Simulation of the exponential distribution
Overview
We simulate 1000 sets of random variables that follow an exponential distribution. Each set will have 40 random variables (i.e. a sample size of 40). The mean and variance of each sample set are compared against the true population mean. Their distributions are compared with the normal distribution.
Simulation (code)
n <- 40 # Set sample size
lambda <- 0.2 # Set exponential distribution rate parameter
nosim <- 1000 # Set number of trials / experiments
meansim <- NULL
varsim <- NULL
# For each sample set, compute the mean and variance.
for(i in 1:nosim) {
meansim <- c(meansim, mean(rexp(n, rate = lambda)))
varsim <- c(varsim, var(rexp(n, rate = lambda)))

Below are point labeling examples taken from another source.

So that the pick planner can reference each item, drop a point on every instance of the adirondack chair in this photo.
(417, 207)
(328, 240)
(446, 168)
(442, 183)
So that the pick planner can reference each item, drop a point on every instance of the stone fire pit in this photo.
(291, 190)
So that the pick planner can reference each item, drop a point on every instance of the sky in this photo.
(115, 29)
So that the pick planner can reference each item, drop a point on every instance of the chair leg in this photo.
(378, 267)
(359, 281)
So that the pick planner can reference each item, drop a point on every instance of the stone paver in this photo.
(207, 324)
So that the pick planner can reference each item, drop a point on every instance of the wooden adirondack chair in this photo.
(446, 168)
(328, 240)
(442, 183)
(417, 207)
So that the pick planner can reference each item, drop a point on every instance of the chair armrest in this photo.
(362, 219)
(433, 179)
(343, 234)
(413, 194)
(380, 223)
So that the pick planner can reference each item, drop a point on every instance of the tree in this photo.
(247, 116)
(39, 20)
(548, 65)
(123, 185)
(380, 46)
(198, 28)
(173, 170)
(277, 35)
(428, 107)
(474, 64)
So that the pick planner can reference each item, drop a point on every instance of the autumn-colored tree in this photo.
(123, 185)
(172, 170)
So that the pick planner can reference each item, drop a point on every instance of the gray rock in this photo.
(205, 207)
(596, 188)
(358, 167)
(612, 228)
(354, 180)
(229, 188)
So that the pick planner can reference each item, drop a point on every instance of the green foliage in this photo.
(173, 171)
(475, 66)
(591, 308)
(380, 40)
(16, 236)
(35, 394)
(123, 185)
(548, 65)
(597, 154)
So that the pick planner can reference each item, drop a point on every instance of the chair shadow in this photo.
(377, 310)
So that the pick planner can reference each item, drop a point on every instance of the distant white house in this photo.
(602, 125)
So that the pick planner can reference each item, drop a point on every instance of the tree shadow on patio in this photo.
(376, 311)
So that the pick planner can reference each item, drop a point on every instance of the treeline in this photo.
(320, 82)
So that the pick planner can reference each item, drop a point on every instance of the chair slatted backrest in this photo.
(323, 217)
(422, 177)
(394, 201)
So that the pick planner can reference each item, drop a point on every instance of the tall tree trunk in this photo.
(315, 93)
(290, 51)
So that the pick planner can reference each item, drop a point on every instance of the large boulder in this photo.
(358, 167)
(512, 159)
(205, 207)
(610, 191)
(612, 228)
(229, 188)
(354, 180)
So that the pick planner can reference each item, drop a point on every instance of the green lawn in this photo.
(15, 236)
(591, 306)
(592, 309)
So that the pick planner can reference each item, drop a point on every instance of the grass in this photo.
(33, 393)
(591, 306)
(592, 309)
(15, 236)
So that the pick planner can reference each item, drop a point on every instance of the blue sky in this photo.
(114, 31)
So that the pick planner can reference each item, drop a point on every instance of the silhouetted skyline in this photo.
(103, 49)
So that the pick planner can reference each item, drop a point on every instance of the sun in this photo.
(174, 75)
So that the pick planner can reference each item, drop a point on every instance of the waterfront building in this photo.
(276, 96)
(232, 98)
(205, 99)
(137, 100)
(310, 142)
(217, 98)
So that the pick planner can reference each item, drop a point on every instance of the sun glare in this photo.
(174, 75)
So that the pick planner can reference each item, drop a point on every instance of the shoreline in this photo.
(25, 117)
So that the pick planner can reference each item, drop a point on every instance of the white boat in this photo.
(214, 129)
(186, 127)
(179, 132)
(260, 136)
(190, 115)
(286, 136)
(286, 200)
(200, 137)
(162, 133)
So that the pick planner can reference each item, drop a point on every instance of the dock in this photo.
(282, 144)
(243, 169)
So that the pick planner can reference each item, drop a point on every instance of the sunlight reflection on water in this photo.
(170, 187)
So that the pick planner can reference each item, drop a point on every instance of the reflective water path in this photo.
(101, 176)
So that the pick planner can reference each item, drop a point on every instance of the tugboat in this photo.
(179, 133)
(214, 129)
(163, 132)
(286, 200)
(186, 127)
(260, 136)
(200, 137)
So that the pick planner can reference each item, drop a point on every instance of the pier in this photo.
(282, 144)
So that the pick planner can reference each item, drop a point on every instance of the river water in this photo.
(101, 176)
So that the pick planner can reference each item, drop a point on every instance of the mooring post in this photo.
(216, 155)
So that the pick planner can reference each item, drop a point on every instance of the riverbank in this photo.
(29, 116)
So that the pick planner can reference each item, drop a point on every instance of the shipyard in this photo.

}Sample Mean vs Theoretical Mean
The average sample means for 1000 simulations is 5.0266734, while the theoretical population mean is 5 (red vertical line in the historgram). Therefore the average of simulated sample means is very close to the theoretical population mean. Collecting large numbers of samples give a good estimation for the theoretical population mean of an exponential distribution.
Sample Variance vs Theoretical Variance
The average sample means for 1000 simulations is 24.872329, while the theoretical population variance is 25 (red vertical line in the histogram). Therefore the average of simulated sample variances is very close to the theoretical population variance.
Distribution (comparison to normal distribution)
First we simulate 1000 sets of 40-random variables that follow a normal distribution, just as what we did for the exponential distribution.
The means of the normal samples are centered at 4.999637, and has a variance of 25.2336215. These values are close to the means and variances of the exponential samples, which are centered at 5.0266734 and 24.872329 respectively. Visualized through plots:
Both exponentially (red circles) and normally (blue circles) distributed random variables have sample means and variances that are distributed around, and close to the true population mean and variance (black horizontal lines).
To further visualize the distribution of the sample means and variances for both distributions:
## stat_bin: binwidth defaulted to range/30. Use 'binwidth = x' to adjust this.
## stat_bin: binwidth defaulted to range/30. Use 'binwidth = x' to adjust this.
The upper plot indicates that the distribution of sample means look roughly the same for exponentially (salmon colored) and normally (cyan) distributed variables. Both are centered at the population mean 5.
The sample variance distribution for exponentially distributed variables is a little skewed to the left, although still roughly centered at the population mean 25, just as the normally distributed variables do.